Despite lacking basic human feelings and emotions, I'm surprisingly a very nice person. I discovered this last week on my way to work when I attempted to tell off a wayward driver who nearly sideswiped my sweet ass on Connecticut Avenue.
The spar started when this bitch started tailing me and honking. I'm not sure what she expected me to do as, unfortunately, my 1980 Peugeot is not a hover-bike (I know, I'm as surprised as you are). After turning quickly and giving her a rather poignant snarl of disdain, she decided to nearly take me out when she proceeded to narrowly swerve around me only to slam on her brakes at the red light causing a near-collision (as I was clearly planning to scofflaw that sh*t and barrel through last minute, because I'm skilled like that).

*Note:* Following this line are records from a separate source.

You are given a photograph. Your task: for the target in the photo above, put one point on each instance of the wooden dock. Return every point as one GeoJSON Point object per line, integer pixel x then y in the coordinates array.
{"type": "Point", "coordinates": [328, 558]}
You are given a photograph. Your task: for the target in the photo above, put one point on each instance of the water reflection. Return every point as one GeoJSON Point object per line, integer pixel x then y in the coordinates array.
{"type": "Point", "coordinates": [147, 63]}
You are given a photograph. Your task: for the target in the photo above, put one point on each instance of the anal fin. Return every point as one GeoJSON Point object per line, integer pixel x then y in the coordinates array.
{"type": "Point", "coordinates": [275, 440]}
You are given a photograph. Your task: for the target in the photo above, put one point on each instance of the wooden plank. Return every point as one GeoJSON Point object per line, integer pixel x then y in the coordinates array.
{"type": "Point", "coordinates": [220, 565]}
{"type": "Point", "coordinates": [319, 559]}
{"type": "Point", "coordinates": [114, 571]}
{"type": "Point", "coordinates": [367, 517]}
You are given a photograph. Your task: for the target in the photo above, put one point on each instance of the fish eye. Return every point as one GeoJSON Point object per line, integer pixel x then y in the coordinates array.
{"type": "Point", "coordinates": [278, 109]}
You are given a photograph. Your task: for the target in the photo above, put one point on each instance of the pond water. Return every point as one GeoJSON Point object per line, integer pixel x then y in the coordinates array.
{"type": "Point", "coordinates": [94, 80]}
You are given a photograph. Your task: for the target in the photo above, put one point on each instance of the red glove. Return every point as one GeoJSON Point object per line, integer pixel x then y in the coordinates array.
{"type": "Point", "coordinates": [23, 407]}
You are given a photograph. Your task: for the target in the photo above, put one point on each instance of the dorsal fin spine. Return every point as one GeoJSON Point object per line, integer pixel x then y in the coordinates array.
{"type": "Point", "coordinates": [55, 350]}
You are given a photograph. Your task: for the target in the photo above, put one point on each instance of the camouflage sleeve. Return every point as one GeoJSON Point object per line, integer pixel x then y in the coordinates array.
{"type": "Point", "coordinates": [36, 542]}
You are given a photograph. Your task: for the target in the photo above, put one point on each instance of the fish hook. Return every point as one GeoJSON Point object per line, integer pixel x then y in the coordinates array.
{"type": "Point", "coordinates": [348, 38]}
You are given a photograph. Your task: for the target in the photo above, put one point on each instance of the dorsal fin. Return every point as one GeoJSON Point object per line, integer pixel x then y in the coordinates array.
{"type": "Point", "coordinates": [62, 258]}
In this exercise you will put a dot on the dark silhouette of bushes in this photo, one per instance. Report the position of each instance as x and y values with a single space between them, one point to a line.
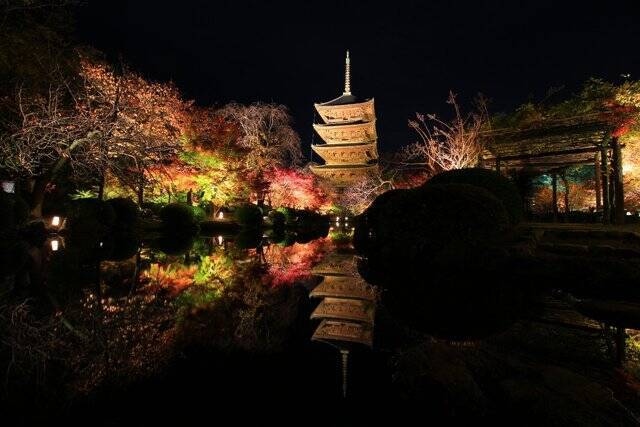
90 217
14 212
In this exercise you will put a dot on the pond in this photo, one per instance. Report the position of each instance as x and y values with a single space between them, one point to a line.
165 330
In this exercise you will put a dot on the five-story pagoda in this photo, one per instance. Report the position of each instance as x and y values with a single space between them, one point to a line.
349 133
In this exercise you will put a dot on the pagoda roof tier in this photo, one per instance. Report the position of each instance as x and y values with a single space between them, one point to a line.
347 133
335 113
343 175
334 154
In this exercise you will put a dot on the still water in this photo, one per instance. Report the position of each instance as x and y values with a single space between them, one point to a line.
169 330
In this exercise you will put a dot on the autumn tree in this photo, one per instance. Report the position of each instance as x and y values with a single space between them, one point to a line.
43 136
209 167
267 138
140 121
446 145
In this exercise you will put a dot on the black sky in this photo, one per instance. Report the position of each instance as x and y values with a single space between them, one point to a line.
405 54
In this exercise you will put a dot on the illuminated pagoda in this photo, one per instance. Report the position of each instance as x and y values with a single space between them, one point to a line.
348 130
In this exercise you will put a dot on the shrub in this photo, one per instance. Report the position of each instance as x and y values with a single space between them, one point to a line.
126 211
278 221
432 224
249 216
501 187
90 216
434 244
178 217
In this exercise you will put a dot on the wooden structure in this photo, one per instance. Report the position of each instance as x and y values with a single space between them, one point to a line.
348 131
346 310
554 145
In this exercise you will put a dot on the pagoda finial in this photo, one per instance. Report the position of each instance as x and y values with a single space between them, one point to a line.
347 75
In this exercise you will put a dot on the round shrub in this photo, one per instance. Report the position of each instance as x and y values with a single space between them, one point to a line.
501 187
178 217
126 211
249 216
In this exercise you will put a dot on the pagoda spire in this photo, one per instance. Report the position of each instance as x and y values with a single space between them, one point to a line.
347 75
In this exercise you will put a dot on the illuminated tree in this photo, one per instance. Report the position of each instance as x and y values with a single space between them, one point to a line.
294 188
140 121
102 123
446 145
45 135
209 167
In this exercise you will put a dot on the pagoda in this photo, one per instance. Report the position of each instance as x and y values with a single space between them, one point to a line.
348 131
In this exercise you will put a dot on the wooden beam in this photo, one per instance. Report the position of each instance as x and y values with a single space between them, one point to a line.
592 149
559 164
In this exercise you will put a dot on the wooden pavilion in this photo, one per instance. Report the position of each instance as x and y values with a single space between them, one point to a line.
551 146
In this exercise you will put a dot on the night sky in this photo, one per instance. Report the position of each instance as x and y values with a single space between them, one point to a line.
407 55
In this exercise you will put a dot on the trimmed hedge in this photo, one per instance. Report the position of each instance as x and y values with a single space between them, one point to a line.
431 224
178 218
501 187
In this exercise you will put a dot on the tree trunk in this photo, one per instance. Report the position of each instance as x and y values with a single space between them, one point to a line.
606 197
567 209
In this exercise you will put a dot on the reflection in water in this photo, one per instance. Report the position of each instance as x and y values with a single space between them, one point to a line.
128 313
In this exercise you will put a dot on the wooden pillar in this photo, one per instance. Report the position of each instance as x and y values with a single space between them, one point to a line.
616 176
567 208
597 178
606 197
554 186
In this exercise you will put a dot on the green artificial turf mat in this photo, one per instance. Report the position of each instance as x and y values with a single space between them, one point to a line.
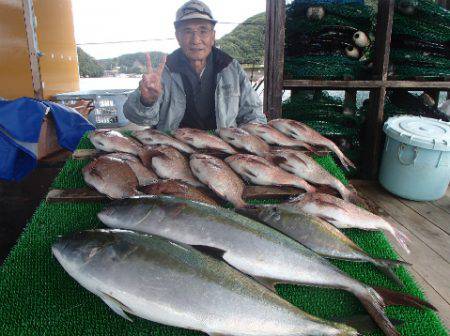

Anyway, not only was I forced to slam on my brakes, but I literally ran into the back of her car, barely escaping major injury to my person and my bike. Understandably, I was a tad irked. And by "a tad irked," I mean "more angry than a pudgy little German boy whose computer games aren't loading fast enough." (OK, maybe not that angry...)
Anyway, while that whole experience may sound overwhelmingly negative (you know, nearly getting killed and all) there is a plus-side to this kind of incident: Cycling allows you free reign to flip the bird, scream expletives at people and generally act like a jackass. It's cathartic and lovely. Think about it, that kind of behavior gets you fired at work. On a bike, it makes you a badass.
Unless you're me, of course, which brings me to my point. I'm too f*cking nice.
What should've happened in this situation is me keying her car. But no. My Midwestern upbringing would not allow it. Instead, after gaining my composure, I simply swerved around to her driver's side door, knocked on her window to get her attention and enunciated with great effort the words, "You're a dick." Now, this would have been slightly awesome if I didn't add one more word to that statement of fact -- "ma'am."
"You're a dick, ma'am."
Yeah. All of my accumulated badassery (even if there wasn't that much to begin with -- thanks Minnesota) vanished at that very moment. In fact, I'm pretty sure the pedestrians, including the children, crossing the street in front of me reacted with shock followed by laughter. "Did she just say 'ma'am'?" I swear one of them asked.
Yes. Yes I did. I said, "You're a dick, ma'am."
What was I thinking?! I mean, seriously, it's like reading a Shakespearean sonnet and adding "or whatever" at the end. It's retarded. I'm retarded.
But more than that, I'm disappointed. If there's any group of people with whom it's not just OK, but almost required to verbally spar and swear at, it's obnoxious drivers -- and that goes not just for cyclist-driver sparring, but for driver-driver and pedestrian-driver, as well.
For some reason, and I think this phenomenon is especially prevalent on the East Coast, it's perfectly acceptable, and sometimes even encouraged, to completely lose your composure on the road. I never really knew of the satisfaction of flipping a really good bird to a driver until I moved out here and started bike-commuting.
Growing up in Minnesota (the last place I used a bicycle on a regular basis), I never had a lot of drivers creepin' up on my sweet ass, honking incessantly, cutting me off and dangerously slamming on their brakes. Then again, I was 14 years old and it's bad form to cuss out a child, unless, of course, that child is a really angry German video game nerd (see link above) or doing "hoodrat stuff with this friends." Then it's fair game.
But drivers -- especially East Coast drivers -- are always fair game, which is why I'm feeling like an epic failure right now. I lost the game. Although I'm pretty sure after several practice sessions, I've perfected my bird-flipping skillz, my verbal assault smack-downs are clearly in need of some work. What's next? I'll see you in hell, sir? Dammit.